Can Timberlake and co turn a bad joke into a musical success?Everybody thought Myspace was going the way of Geocities – it was nice while it lasted but hey, it's a new millennium, time to put aside those questionable HTML additions and flashing sparkly word art and move on.
Then along came News Corp, throwing money and features and adverts at the site until it burst at the seams. It was a brave new world of clean, controlled interfaces, poking, tagging and liking, and Myspace just couldn't cut it as a social network.
So Murdoch and co tried to turn it into an 'entertainment hub' but it was so muddled that Myspace slowly became an anecdote, an aside, a joke.
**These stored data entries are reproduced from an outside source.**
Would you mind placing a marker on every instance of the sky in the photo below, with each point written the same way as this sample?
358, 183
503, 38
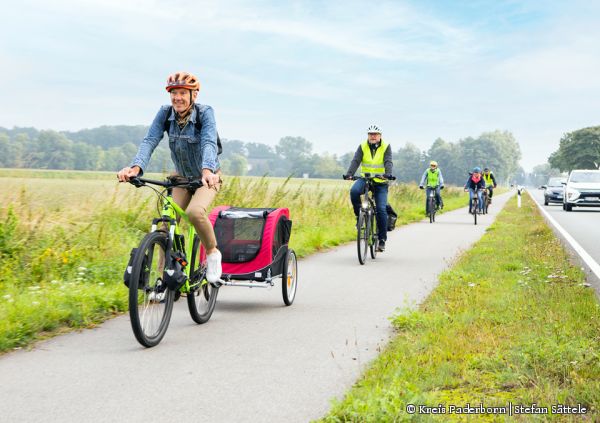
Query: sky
323, 70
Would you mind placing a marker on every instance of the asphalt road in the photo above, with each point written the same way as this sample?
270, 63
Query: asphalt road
255, 360
582, 223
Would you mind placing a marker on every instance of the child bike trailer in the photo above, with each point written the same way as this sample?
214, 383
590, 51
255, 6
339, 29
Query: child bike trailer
254, 246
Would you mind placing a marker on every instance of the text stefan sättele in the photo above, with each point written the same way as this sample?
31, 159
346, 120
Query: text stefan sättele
510, 409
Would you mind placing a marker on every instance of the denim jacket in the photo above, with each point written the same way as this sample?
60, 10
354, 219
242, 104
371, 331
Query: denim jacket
190, 151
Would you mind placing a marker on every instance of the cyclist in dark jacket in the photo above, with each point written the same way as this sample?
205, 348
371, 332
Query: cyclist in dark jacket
475, 184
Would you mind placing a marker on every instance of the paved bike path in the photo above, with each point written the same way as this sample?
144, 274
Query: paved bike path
255, 360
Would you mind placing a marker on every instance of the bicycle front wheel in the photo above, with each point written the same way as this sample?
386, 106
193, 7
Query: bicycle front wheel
202, 297
150, 301
362, 237
431, 210
374, 240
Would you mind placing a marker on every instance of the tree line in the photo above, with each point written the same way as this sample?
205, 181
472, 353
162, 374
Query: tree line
579, 149
112, 147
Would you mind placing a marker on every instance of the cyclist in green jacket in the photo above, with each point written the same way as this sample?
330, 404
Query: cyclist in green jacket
434, 181
374, 156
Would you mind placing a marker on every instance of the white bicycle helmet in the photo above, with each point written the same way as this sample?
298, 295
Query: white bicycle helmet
373, 129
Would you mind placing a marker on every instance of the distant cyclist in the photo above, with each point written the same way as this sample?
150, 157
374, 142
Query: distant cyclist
490, 182
434, 181
374, 156
474, 185
194, 153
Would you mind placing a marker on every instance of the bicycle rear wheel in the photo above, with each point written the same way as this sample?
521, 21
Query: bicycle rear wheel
362, 237
150, 301
373, 239
202, 297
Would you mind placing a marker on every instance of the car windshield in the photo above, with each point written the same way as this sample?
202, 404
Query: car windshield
555, 182
585, 177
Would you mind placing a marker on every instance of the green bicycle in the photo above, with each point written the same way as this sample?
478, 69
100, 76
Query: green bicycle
166, 266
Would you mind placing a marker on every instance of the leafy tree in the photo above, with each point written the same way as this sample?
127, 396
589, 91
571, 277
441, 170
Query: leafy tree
296, 155
578, 150
541, 173
409, 163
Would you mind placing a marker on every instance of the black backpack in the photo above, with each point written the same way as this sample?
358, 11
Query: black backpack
198, 126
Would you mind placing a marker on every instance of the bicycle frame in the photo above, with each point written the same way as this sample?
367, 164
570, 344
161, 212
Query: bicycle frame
170, 214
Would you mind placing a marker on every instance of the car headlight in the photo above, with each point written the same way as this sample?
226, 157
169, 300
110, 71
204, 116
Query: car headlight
572, 194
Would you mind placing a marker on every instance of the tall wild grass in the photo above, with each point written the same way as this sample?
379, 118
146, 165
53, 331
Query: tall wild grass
64, 242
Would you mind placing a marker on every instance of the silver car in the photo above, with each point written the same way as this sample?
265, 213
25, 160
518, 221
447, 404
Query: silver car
582, 189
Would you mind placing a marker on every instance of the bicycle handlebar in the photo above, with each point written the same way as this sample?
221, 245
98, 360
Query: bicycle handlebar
368, 176
185, 182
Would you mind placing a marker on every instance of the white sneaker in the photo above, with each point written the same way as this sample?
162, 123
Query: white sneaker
213, 267
157, 297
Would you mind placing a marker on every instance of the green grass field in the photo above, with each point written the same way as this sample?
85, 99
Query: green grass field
65, 238
511, 322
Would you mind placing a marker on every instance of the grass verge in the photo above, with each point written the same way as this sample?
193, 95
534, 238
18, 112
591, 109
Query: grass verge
65, 239
511, 322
News Corp finally, gratefully offloaded it for a fraction of what it paid for the site.
The new owners caused quite a stir – Chris and Tom Vanderhook made a mint doing what Google did before Google did it, and their business partner was multi-tasking man-about-Hollywood Justin Timberlake.
Using the existing staff, the Vanderhook/Timberlake team took Classic MySpace apart and rebuilt it almost from scratch, complete with lower-case 's'. The result is what we see before us and it's very impressive. Currently in private beta, you won't be able to sign up to new Myspace until next year, but we've had a sneak peek.
Profile and contacts
The first thing to note is the gorgeous interface – you can still customise a profile but not to the insane extent that Myspace classic allowed. Every profile has a giant cover image (with minimum resolution requirements to keep things looking nice) and the side-scrolling news-feeds and profile-feeds are graphically pleasing too.
Occasionally they're a little jarring and slow to scroll, hopefully something Myspace will sort out before it goes live.
The idea of your profile isn't to bang on about how much you love sparkles and rainbows and drinking and your friends; instead it exists to share pictures, playlists and music. Every song you listen to, video you watch or photo you post is listed on your profile (although you can set it to be private so people you aren't connected to can't investigate your interests).
Your news feed, meanwhile, is populated with videos, music and photos enjoyed by your contacts, whether they're friends, bands or randoms you quite liked the look of.
Myspace rates your 'affinity' with each connection by how well your tastes on the site overlap, which will come in very handy for finding new music in the long-run. Say you stumble across someone with whom you have a 86 per cent music affinity – their playlists are definitely worth rummaging through for your next favourite band.
Searching for people you know will become easier when Myspace launches the 'sign in with Facebook/Twitter' option; for now you'll have to rely on site search which is fine while there aren't that many users, but will become more unwieldy as Myspace grows.
Two nice hangovers from the Myspace of yore are the profile song and the ability to display your Top 8 friends. Nightmare if you have nine best friends though.
Music
Music discovery is a big part of a problem Myspace is trying to solve; if you know what you're looking for, you can start typing from anywhere on the site and the search page will pop up, showing you artists, songs, people, albums and videos that match that term, handily divided into lists.
Every artist page has a list of available songs and albums, but also a row of similar artists, an "inspired by" section of yet more potential artists to check out and the option to start "artist radio", an infinite playlist of vaguely similar songs and bands based on the profile you're on.
What's slightly confusing is that you can "connect" to the artist, an album or a single song – this adds different things to slightly different places in your dashboard and lacks a central library.
When you're listening to music (as you probably will be the whole time you're on new Myspace), you can access the controls and queue in a nifty pop-up timeline at the bottom of the page. You can also drag and drop pretty much anything to this area to create and add to mixes or start new artist radios.
Myspace doesn't charge for access to any of this music (yet), and it tells us its song library is in the millions. Certainly most of the music we searched for was on there, including newly released albums.
One feature we really like is the ability to listen to all your contacts' current profile songs in a single playlist – or, at least, we will when we have some real friends on there.
There's another bit of new vernacular to add to your social networking lexicon: playlists on Myspace are called 'mixes'. Partly because it sounds cool, like you're actually a DJ and not just a person who hits a button to add a song to a list of other songs, and partly because mixes can include images (showcased in a slide-show as you listen) and videos.
Above all, the new Myspace has the potential to be really brilliant for independent bands. Hosting music, gig info, photos, videos and tying social elements all into one place with the potential to offer rewards to influential 'top fans' who spread the word and garner them new listens could be killer for anyone starting out.
Whether established bands will be interested in maintaining yet another web presence is another story.
The music player is good, the audio quality acceptable and the interface nicer to look at than competitors like Spotify; but we're not convinced that it's different enough to lure established users away from their existing music streaming service of choice.